US President Donald Trump called for more "surgical" strikes against Hezbollah in Lebanon and said he is not demanding the conflict be included in a peace deal with Iran, in an interview broadcast Sunday.

"I'd like to see a more surgical attack on Hezbollah. I think it should be more surgical," Trump told NBC's "Meet the Press," according to a transcript of the interview recorded Friday.

"I'd like to see Lebanon have a better life," he added.

Israel carried out strikes on Sunday on the southern suburbs of Beirut, a stronghold of the pro-Iranian Hezbollah, saying it was retaliating for attacks targeting its territory despite a ceasefire that has not stopped the cycle of violence.

Asked whether he was demanding that Lebanon be included in the Iran deal, Trump replied: "No, no."

"Not at all. I'm not demanding," he said. "I think they'd like to see it, but I'm not demanding."

Trump has said previously he would like to "separate" the discussions on Lebanon from the negotiations on an agreement with Iran, while Tehran, on the contrary, wants to link the two conflicts.

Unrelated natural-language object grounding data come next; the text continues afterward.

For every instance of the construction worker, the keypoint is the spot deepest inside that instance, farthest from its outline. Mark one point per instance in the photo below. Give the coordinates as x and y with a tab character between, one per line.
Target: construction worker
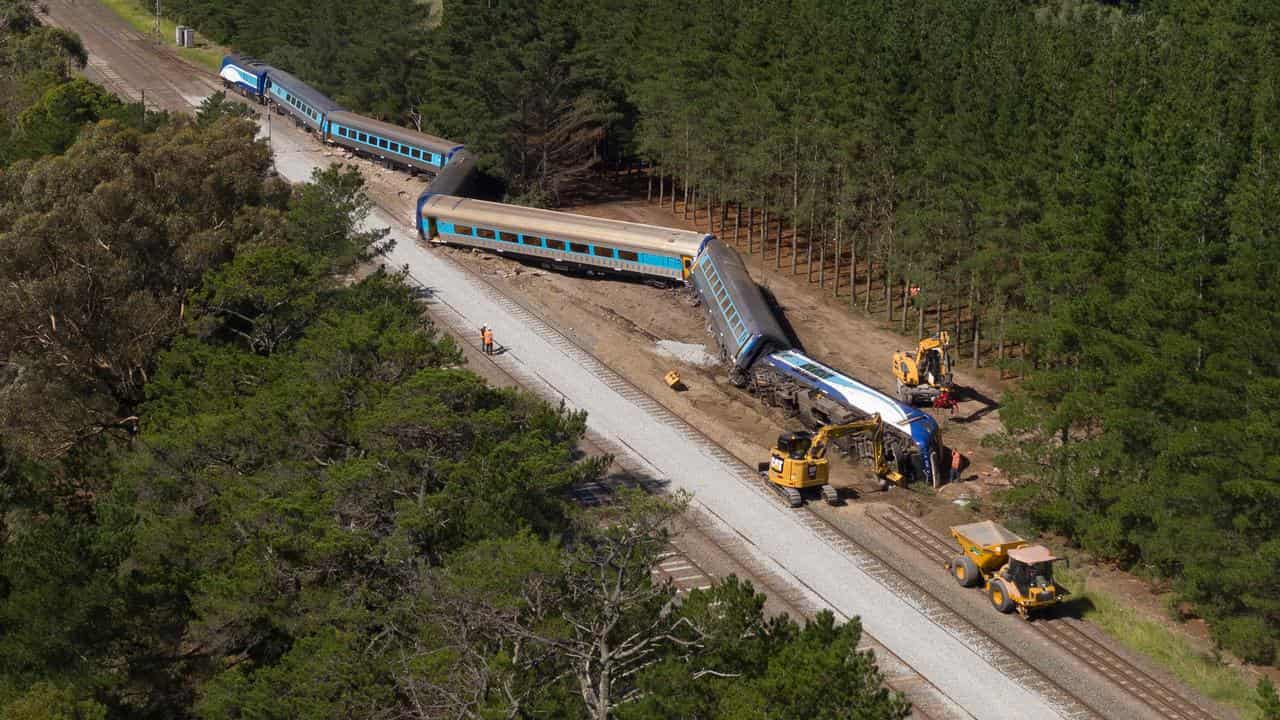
945	401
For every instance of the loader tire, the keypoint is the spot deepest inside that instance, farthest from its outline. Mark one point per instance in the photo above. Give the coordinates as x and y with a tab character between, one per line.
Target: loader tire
999	595
965	572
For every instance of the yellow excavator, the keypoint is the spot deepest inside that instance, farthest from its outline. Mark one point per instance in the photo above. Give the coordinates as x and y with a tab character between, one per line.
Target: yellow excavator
799	461
924	373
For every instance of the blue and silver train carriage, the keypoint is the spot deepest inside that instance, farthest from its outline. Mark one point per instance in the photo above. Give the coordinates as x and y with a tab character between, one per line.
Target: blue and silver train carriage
246	76
837	399
307	105
393	145
561	240
737	314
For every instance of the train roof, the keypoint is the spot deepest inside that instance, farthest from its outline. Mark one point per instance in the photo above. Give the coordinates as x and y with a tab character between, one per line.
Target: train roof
849	391
562	226
246	62
394	132
304	91
456	176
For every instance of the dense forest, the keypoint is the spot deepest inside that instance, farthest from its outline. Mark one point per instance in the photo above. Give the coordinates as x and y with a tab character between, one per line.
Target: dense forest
242	475
1083	191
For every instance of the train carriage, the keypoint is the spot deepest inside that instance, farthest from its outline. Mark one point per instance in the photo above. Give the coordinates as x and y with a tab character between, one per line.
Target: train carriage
457	176
561	240
306	104
909	423
246	76
391	144
740	318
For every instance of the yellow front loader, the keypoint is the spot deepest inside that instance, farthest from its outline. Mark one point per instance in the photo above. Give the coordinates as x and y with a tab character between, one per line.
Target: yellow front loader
799	460
1014	575
924	373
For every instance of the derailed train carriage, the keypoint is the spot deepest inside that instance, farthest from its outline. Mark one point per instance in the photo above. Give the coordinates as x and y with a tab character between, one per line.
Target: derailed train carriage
759	354
561	241
762	359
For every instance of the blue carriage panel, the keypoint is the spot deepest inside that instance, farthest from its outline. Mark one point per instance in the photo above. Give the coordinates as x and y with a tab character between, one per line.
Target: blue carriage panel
659	261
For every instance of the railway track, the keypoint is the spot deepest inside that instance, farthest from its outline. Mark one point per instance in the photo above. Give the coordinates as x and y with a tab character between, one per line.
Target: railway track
1011	665
858	555
1063	632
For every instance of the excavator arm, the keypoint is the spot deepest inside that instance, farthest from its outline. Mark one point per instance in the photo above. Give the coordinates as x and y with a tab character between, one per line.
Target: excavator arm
828	433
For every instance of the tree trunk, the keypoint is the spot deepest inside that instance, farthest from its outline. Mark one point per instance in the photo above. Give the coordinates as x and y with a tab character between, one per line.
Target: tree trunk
822	264
835	288
808	274
764	236
1000	340
777	247
888	295
906	297
977	342
867	295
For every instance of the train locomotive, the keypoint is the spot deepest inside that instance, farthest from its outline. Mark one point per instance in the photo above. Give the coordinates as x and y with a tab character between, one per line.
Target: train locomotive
759	355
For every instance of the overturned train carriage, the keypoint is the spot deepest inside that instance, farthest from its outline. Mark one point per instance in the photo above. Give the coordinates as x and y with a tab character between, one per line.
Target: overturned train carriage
822	396
561	240
737	314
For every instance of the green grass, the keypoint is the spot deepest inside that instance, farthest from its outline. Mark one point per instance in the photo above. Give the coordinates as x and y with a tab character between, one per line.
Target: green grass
1171	651
142	21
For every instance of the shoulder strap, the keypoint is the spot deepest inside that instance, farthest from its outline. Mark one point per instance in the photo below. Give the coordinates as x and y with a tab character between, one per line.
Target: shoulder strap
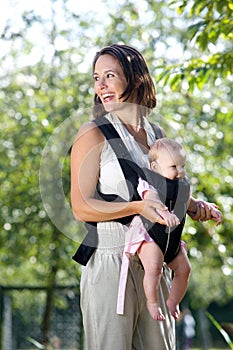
130	169
131	172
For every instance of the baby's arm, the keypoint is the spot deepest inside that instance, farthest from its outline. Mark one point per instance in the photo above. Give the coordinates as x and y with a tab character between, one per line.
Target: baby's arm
203	211
148	192
216	214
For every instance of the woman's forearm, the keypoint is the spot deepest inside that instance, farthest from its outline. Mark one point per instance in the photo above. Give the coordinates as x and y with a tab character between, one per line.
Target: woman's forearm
96	210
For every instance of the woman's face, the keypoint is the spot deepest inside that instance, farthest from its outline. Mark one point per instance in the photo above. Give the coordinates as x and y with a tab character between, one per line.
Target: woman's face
110	81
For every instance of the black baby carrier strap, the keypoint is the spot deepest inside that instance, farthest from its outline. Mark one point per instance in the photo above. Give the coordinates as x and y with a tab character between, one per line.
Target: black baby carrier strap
131	173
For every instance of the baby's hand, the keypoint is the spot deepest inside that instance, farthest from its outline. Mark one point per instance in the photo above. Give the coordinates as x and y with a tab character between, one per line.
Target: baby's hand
169	217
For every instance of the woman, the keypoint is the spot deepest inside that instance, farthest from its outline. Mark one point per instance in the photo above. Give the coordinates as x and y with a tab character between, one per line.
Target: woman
125	93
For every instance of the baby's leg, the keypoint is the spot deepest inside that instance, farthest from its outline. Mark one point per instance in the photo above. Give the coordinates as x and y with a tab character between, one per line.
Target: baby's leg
152	260
181	267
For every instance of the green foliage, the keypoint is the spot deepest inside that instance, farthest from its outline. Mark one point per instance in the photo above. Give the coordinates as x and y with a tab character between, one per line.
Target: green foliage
221	330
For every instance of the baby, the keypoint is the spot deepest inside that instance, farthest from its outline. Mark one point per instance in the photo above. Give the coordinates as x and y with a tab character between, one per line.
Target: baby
167	159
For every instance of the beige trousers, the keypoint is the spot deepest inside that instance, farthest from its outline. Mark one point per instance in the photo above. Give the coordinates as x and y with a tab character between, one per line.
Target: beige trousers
135	330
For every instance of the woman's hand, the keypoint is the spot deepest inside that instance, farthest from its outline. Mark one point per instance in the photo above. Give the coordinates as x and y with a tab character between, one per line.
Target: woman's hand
200	210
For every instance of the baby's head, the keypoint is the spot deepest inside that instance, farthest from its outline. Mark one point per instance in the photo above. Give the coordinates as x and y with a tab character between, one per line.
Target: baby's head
167	157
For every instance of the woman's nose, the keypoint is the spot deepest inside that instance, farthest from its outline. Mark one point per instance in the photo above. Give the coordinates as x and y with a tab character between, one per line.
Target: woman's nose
101	83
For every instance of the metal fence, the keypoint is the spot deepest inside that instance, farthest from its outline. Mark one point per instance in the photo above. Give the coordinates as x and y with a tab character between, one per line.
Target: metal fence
21	315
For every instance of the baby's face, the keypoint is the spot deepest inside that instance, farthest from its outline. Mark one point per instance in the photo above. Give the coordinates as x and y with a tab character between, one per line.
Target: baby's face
171	166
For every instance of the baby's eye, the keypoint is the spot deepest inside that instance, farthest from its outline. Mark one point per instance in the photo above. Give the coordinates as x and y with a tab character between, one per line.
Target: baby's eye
110	75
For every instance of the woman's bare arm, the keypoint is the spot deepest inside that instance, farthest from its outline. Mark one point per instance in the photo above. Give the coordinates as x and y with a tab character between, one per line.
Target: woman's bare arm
85	167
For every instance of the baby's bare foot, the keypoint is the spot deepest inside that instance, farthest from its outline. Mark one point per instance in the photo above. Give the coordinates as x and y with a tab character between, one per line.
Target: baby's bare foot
155	312
174	309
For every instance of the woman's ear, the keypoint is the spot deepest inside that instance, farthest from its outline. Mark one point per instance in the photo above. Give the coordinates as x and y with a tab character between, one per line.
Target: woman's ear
137	82
154	166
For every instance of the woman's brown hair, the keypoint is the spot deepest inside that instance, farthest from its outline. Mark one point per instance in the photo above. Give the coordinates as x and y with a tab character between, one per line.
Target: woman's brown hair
136	73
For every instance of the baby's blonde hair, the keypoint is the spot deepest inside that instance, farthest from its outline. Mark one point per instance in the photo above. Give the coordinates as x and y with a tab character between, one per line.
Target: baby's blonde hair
167	144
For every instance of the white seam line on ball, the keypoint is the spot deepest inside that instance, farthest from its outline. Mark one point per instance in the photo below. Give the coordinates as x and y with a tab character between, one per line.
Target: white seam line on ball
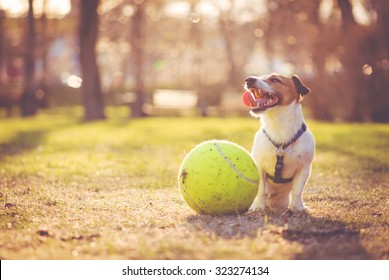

Trump confirmed in an interview last week with The New York Post that he had a tense phone call with Israeli Prime Minister Benjamin Netanyahu during which he reportedly reprimanded his close ally about the Israeli offensive in Lebanon.

Israeli strikes on Lebanon have destroyed numerous buildings and killed more than 3,560 people since the restart of fighting on March 2, according to the latest official figures.

On the Israeli side, 29 soldiers and one civilian contractor have been killed in Lebanon, according to the army.

Hezbollah dragged Lebanon into the broader Middle East war when it began attacking Israel to avenge Iranian supreme leader Ali Khamenei, who was killed in the first wave of the US-Israel offensive.

A ceasefire that was supposed to end fighting between Israel and Hezbollah took effect on April 17, but has never been fully respected.

In the interview, Trump also said that Syrian President Ahmed al-Sharaa would "love to help" forge an agreement in the Lebanon conflict.

"We can recommend Syria. Syria's doing a very good job of cleaning up their act. They have a very good leader," he said. "And he would love to help."